Das kam mir in den Sinn, als ich in der Wisbyer Straße in Pankow auf die Bäume neben der Straßenbahntrasse starrte. Die sind mit Blümchen tapeziert. Wirklich, Blümchen in weiß.


http://static.twoday.net/magda/images/Wisbyer-2-Kunst.jpg

Und sogar das Fernsehen hat darüber berichtet. Es ist dies die Kunst einer Künstlerin, der es gelungen ist, der für Kultur und Kunst zuständigen Abteilung in Berlin-Pankow einen Haufen Geld aus dem Kreuz zu leiern.

Was soll ich daraus lernen? Dass Blumen auf Baumrinden gut sind? Ich soll mich an der Zweckfreiheit freuen, die mir da weiß entgegenguckt, ich soll an „Ich schnitt es gern in alle Rinden ein“ denken. Genug. Genug.

Auch Installationen kreieren in mir nichts weiter als eine gewisse Ratlosigkeit. Lustig fanden wir bei einem Besuch in Köln das „Portable War Memorial“ von Edward Kienholz, das im Museum Ludwig zu besichtigen ist und reine, bittere Ironie transportiert.

Malerei – ob konkret oder abstrakt -das ist immer verständlich fürs Auge.
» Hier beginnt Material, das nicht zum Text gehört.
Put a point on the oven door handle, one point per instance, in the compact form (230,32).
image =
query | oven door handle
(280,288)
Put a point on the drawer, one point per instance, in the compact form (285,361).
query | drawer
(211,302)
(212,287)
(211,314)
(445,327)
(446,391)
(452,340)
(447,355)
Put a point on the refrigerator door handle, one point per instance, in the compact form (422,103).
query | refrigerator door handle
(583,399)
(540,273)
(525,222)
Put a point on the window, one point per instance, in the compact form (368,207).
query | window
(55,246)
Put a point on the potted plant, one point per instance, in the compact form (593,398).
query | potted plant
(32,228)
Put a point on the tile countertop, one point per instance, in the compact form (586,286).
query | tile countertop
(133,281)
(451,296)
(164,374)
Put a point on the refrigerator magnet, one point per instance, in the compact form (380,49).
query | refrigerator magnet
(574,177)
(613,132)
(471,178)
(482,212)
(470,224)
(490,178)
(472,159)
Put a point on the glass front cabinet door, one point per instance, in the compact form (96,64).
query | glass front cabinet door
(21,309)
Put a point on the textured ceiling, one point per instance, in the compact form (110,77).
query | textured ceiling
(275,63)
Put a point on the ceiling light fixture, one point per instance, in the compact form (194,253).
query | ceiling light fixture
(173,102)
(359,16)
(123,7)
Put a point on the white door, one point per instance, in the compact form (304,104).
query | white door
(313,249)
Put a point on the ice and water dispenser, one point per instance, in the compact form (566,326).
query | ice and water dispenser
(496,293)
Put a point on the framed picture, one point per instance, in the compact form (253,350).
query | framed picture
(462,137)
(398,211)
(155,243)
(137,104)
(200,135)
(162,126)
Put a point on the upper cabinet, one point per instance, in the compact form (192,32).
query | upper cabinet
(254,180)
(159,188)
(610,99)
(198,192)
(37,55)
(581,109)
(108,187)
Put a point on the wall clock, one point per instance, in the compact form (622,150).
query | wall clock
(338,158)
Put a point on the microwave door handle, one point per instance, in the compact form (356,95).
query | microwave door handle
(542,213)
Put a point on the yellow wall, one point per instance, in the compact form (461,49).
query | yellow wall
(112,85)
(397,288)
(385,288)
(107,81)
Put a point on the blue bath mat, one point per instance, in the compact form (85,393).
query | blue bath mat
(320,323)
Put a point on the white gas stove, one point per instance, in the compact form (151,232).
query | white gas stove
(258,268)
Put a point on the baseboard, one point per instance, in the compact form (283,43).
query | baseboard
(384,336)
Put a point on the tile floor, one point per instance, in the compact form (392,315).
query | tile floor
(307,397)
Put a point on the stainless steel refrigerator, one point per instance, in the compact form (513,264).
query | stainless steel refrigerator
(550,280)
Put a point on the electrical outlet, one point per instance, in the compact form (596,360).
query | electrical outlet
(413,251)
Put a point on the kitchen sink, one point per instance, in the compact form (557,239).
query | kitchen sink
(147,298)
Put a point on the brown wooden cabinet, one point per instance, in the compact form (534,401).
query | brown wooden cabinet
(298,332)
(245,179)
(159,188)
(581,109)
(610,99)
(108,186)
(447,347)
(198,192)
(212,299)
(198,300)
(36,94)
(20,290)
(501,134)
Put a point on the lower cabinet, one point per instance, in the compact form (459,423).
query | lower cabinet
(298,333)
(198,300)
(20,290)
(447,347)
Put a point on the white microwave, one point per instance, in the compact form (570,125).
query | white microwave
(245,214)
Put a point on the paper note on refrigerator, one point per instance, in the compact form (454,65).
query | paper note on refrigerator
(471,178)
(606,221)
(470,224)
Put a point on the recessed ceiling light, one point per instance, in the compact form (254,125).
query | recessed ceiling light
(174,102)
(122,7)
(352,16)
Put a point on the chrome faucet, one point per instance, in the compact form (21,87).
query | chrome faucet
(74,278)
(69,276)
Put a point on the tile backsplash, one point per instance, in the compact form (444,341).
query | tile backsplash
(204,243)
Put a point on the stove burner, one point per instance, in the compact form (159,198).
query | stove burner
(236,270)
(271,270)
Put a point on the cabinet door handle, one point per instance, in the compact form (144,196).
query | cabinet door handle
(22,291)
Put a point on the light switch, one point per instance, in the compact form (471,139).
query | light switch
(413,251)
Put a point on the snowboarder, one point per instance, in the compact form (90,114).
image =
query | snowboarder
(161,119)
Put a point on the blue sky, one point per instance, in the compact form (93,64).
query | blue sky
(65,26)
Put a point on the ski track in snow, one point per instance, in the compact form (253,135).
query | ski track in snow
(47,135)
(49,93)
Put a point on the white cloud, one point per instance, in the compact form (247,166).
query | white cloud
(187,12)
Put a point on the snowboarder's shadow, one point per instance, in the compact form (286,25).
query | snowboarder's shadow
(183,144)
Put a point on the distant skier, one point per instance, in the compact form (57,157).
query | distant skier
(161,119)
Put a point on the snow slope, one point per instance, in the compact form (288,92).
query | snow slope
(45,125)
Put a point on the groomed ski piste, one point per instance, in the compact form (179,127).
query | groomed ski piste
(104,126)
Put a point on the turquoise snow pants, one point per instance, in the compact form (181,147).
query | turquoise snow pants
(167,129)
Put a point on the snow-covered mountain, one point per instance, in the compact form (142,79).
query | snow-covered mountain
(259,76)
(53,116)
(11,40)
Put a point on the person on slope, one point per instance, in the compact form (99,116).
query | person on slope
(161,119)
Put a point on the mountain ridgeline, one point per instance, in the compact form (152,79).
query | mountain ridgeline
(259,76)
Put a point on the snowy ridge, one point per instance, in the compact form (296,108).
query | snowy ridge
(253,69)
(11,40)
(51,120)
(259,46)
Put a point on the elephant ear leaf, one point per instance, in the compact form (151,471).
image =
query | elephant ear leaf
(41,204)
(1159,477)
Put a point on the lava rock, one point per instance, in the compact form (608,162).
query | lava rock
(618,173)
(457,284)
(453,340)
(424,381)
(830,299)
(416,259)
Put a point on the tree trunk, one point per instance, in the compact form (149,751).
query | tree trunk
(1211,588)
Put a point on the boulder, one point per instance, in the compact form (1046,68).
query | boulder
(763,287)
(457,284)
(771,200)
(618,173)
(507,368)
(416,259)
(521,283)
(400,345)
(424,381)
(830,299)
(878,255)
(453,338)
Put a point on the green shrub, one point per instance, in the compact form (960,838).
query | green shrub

Auch so schöne Sachen wie ein farbreines kobaltblaues Sofa, das an der Wand eines Kölner Museums hängt, kann ich mir beschwerdefrei angucken. Die Fettecke von Beuys – die finde ich schon nur noch mit langen Erklärungen gut. So, wie sie da so ist, sagt sie mir nichts. Ich will ja auch gar nicht, dass mir Kunst was sagen will . Im Gegenteil: Wenn es in Bereiche geht, die mir persönlich nahe rücken wollen, mir was entlocken oder mich schwer „betreffen“ wollen, dann befällt mich ein spießbürgerlicher Abwehrreflex.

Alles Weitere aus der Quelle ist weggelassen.